Il se leva de son agenouilloir et se tourna vers le secrétaire.

- Vous disiez avoir des informations pour moi, dit Aleck. Je vous écoute.

- En effet. Les circonstances qui entourent cette nouvelle sont encore floues, mais son Altesse Egor Kaervalmont a envoyé un traqueur dans une quête qui visiblement est très chère à ses yeux, mais je ne sais pas encore pourquoi.

- Trouvez ce qu’il manigance, il faut que je sache ce qui l’occupe plus que l’état de santé de ses fils.

- Sauf votre respect, son Altesse est… tourmentée par les présents évènements.

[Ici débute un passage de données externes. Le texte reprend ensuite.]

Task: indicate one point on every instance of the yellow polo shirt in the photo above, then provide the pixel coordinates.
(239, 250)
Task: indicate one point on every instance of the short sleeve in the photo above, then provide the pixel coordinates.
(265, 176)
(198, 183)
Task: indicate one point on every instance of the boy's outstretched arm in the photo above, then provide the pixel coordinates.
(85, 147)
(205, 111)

- Pas dans l’état dans lequel se trouvent ses garçons actuellement. »


***


« Quelles sont les nouvelles, Aleck ? demanda Tobias à son secrétaire, de retour de la Citadelle.

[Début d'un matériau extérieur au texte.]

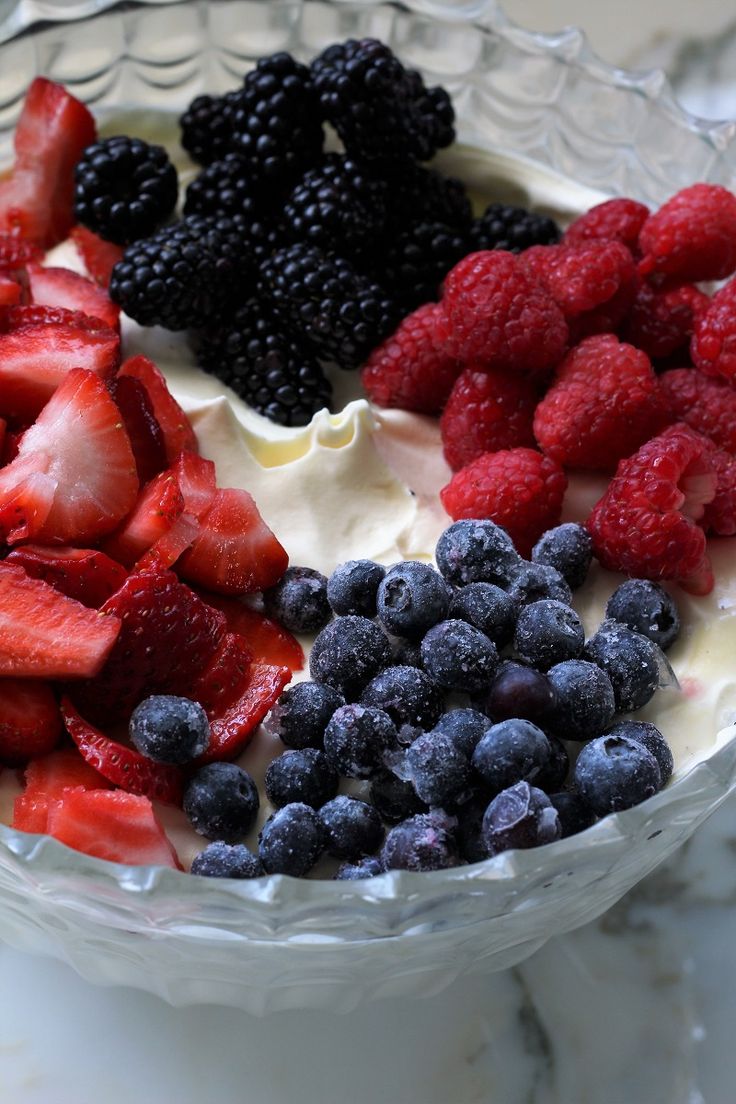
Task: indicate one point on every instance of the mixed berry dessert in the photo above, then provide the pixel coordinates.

- Balian est tombé inconscient…, dit-il soucieux. Nous ignorons encore la gravité de la situation.

- Si l’état végétatif de ses fils n’éveille pas plus l’intérêt de leur père, alors je m’occuperai de leur survie sans son aide. Va me quérir l’herboriste, sur le champ ! » dit Tobias en colère.


***


Le message lui avait été apporté en personne par un coursier indépendant directement à son officine. Myrna Grim se jeta sur son coupe-papier pour l’ouvrir et le lire.

« J’ai effectué les recherches que vous m’avez demandé. J’ai observé de plus près l’arbre généalogique de la famille. J’ai pu observer deux choses étranges : la première, que les filles n’ont jamais accédé au trône, pour des raisons aussi diverses que variées ; et la deuxième, celle qui concerne directement nos affaires, que les garçons depuis cinq générations meurent de plus en plus jeunes. Votre théorie semble donc hélas bel et bien fondée, mais encore faut-il la vérifier avec des éléments tangibles. J’essaierais de vous obtenir ce que vous cherchez, mais ce sera risqué, très risqué. Signé : votre obligé. »

Les Kaervalmont souffraient-ils donc d’une tare quelconque ? Des relations entre membres de la même famille ? Sans rapport avec le sujet ; dans ce cas, pourquoi auraient-ils épousé en grande pompe des filles des nobles familles d’Aedria ? Une maladie héréditaire ? Il fallait en avoir le cœur net, mais l’herboriste n’avait toujours pas mis la main sur le sang du prince. Des éléments plus tangibles ? Le précepteur faisait de son mieux, mais Myrna ne toucherait pas au but instamment.

Elle se plongea sans grande dévotion dans la préparation de ses potions lorsqu’on frappa bruyamment à la porte.

« Voilà, voilà, j’arrive. »

Elle ouvrit la porte sur un homme en longue tunique à jacquard fermée par une broche argentée, escortés de deux gardes en armes.

« De quoi m’accuse-t-on, cette fois ? faisant passer sa peur pour de l’agacement.

- La Reine vous demande prestement. Prenez votre cape la plus discrète et suivez-nous, je vous prie. »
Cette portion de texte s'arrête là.